En Guadeloupe, si les gaullistes et centristes, partisans de la départementalisation, défendent le BUMIDOM comme une chance pour les Antilles, les mouvements autonomistes, indépendantistes et le parti communiste y sont fermement opposés. La presse guadeloupéenne, dans sa diversité, se fait régulièrement l’écho de ces contestations vives ou plus modérées. En voici un aperçu.
La chronique créole publiée dans la quotidien Antilles Matin du 10 février 1965 tourne en dérision la volonté de partir en France qui anime une partie de la jeunesse guadeloupéenne. Cette chronique prend la forme d’un récit très imagé, presqu’un conte, dans lequel Blanc, un jeune guadeloupéen, échange successivement avec un certain Robespiè, puis avec Monsieur Godillot. Ces derniers sont très dubitatifs quant au projet de Blanc de partir en France, alors qu’il n’a jamais quitté Bouillante et qu’il n’a pas encore exploré la Guadeloupe. Pour le dissuader, M. Godillot lui relate l’expérience malheureuse d’un homme du Gosier parti en France en famille et revenu plus pauvre qu’à son départ :
« Cé pas tout dit pati pou Fouance. Allé à ou cé ta ou, min vini à ou…
Blanc couté sans dit ayen, épi i tourné kon gade mangé à malhéré en courant dé.
Depi jou là ça, toute lidé à Fouance té soti en tête à i. »

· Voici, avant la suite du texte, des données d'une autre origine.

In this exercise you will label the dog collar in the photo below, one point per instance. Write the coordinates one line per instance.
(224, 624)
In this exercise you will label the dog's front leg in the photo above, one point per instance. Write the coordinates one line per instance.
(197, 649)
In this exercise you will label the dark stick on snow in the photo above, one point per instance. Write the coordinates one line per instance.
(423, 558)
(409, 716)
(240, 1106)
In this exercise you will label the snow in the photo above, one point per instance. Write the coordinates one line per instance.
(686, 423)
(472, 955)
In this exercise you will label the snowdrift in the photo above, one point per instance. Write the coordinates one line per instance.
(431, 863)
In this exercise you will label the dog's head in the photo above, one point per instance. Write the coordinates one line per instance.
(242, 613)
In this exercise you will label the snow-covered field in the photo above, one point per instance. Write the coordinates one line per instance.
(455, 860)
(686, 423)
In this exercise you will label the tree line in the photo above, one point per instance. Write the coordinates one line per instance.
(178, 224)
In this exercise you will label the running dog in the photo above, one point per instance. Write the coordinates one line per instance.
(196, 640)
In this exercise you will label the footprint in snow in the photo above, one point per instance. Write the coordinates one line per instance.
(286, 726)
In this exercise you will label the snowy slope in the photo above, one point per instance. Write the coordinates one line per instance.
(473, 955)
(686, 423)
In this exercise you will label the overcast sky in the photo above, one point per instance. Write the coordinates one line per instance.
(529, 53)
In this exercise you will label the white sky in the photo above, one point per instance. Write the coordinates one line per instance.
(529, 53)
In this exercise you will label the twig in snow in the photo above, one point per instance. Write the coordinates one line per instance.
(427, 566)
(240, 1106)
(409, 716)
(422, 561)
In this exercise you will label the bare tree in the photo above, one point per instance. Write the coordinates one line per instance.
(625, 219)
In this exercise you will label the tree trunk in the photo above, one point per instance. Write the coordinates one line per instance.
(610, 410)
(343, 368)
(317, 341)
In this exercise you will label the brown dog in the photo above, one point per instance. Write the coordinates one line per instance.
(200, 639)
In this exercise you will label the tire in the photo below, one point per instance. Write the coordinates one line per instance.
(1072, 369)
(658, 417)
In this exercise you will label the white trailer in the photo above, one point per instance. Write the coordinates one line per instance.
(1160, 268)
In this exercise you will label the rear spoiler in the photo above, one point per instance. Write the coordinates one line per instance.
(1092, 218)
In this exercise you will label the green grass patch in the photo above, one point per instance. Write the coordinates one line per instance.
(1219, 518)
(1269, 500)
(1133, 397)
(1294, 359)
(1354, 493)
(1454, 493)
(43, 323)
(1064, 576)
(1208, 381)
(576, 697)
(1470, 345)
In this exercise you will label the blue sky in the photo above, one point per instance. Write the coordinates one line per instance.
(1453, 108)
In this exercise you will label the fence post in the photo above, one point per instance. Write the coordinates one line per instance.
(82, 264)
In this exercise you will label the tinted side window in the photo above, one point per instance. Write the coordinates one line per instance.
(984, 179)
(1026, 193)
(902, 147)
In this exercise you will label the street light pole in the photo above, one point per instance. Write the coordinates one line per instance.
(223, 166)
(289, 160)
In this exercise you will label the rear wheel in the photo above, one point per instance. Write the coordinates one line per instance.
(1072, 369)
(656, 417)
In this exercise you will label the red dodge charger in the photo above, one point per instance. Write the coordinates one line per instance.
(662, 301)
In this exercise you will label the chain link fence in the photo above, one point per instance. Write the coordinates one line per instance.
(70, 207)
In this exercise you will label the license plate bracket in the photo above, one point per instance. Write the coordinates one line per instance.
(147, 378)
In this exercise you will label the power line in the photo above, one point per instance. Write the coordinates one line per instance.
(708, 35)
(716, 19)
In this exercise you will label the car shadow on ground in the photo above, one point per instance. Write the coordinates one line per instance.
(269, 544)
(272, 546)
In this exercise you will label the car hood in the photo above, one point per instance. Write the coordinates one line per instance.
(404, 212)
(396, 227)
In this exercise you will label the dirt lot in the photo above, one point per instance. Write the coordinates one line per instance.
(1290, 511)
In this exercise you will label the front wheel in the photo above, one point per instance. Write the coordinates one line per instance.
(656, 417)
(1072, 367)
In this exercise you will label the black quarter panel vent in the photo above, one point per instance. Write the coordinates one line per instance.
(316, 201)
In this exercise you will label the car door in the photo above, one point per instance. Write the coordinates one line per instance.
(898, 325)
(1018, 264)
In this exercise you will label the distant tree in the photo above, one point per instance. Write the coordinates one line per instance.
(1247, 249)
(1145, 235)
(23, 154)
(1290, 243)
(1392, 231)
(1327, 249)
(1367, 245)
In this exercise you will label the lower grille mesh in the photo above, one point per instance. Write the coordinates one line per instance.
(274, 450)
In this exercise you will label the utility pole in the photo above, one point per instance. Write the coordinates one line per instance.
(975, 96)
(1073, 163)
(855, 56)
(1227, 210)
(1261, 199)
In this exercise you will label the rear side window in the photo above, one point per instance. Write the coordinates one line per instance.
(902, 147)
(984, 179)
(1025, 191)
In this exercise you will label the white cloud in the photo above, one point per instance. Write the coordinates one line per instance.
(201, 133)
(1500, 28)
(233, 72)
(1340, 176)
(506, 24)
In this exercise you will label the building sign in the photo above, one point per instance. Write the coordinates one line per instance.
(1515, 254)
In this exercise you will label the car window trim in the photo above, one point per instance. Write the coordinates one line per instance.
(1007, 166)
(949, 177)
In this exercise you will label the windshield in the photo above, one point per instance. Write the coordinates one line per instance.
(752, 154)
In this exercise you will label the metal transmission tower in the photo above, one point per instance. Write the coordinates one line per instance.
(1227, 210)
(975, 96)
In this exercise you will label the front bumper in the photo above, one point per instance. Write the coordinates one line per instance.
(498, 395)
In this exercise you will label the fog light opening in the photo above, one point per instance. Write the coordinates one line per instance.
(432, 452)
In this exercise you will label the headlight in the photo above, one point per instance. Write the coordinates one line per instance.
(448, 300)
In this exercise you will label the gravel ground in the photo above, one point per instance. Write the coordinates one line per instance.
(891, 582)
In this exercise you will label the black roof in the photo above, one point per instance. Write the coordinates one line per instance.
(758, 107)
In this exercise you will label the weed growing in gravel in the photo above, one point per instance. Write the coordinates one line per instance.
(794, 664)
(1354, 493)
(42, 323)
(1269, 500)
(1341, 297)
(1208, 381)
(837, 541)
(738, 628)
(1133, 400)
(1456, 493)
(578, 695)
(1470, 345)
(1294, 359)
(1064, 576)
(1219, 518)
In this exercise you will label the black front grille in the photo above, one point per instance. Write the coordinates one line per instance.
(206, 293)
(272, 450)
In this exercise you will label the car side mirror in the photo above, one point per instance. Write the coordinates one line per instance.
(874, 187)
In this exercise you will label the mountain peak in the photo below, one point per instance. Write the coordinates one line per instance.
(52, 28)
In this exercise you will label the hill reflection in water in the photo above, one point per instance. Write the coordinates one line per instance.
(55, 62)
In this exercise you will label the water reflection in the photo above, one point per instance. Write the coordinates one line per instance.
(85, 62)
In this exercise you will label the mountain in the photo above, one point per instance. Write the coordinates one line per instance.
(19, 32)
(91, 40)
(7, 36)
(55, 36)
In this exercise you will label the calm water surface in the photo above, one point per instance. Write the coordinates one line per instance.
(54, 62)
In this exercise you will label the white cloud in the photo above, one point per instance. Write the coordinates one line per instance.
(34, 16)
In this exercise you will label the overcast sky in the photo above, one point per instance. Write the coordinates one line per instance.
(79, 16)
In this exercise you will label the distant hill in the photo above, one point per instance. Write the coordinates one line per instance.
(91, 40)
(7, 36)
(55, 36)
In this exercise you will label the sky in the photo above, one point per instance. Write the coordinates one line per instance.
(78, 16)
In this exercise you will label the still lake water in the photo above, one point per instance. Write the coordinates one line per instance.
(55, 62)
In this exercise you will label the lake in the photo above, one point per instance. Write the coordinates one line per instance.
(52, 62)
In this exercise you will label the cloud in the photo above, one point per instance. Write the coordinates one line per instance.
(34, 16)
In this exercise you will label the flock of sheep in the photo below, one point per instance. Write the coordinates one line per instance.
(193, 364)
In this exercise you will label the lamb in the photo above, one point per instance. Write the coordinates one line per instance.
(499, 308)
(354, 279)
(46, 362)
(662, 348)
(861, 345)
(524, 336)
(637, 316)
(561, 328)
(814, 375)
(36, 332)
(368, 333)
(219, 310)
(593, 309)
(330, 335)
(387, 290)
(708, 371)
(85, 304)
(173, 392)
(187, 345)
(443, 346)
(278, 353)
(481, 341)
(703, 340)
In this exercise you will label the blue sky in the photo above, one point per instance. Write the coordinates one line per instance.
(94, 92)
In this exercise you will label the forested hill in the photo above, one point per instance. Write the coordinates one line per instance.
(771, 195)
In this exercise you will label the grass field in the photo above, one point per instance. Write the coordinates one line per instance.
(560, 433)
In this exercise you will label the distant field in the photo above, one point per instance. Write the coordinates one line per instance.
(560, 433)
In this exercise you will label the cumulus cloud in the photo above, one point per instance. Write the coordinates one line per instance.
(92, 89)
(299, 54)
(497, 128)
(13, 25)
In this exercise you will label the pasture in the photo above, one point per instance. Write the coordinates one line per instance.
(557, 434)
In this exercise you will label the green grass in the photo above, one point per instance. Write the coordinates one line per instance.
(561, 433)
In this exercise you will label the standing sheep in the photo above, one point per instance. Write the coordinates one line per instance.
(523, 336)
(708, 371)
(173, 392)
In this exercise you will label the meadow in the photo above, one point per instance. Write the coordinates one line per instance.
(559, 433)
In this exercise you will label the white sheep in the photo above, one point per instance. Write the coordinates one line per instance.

Le Progrès social, hebdomadaire politique à tendance indépendantiste, parle du BUMIDOM dès les années 1960. On y lit, par exemple en 1964 un article intitulé : « Une lettre du BUMIDOM ou la grande farce du Bureau pour le développement des migrations intéressant les départements d’outre-mer ». On devine à la lecture de l’article qu’un dossier de demande de départ par le BUMIDOM va être refusé faute de solution d’hébergement dans l’Hexagone pour le candidat. Pour le journal, le BUMIDOM « est incapable de créer des centres d’hébergement et des logements décents pour les ouvriers antillais qu’[on] incite à émigrer ». « Du vent et de la propagande toutes les belles promesses faites par le BUMIDOM, incapable de faire pour les ouvriers et les travailleurs guadeloupéens qu’on prive de travail et qu’on pousse honteusement à l’émigration ce qui est fait pour les ouvriers italiens, pour les ouvriers espagnols, pour les ouvriers marocains, voire pour les ouvriers portugais ».
Plus tard, Le Progrès social relaie plusieurs textes du père Bocquillon, aumônier de la Mission antillaise à Paris et l’une des incarnations de l’opposition au BUMIDOM. En autres articles, signalons en 1965 : « Il faut lutter contre la traite des femmes et des enfants antillais, la nouvelle traite des nègres ».
Le journal catholique Clartés, régulièrement critique à propos du BUMIDOM et de la migration vers l’Hexagone, se fait également le porte-voix du père Bocquillon. Extrait : « Pour ceux qui veulent aller en métropole : Une fois de plus, je recommande de ne pas venir ici sans avoir mûrement réfléchi, car une telle décision est grave. Le problème est toujours aussi crucial et constitue toujours, à des degrés divers, une aventure. D’autre part, ceux qui n’ont pas une qualification professionnelle doivent s’attendre à de nombreuses difficultés, d’autant que le plus souvent ils ne sont pas disposés à prendre l’emploi qui se présente. »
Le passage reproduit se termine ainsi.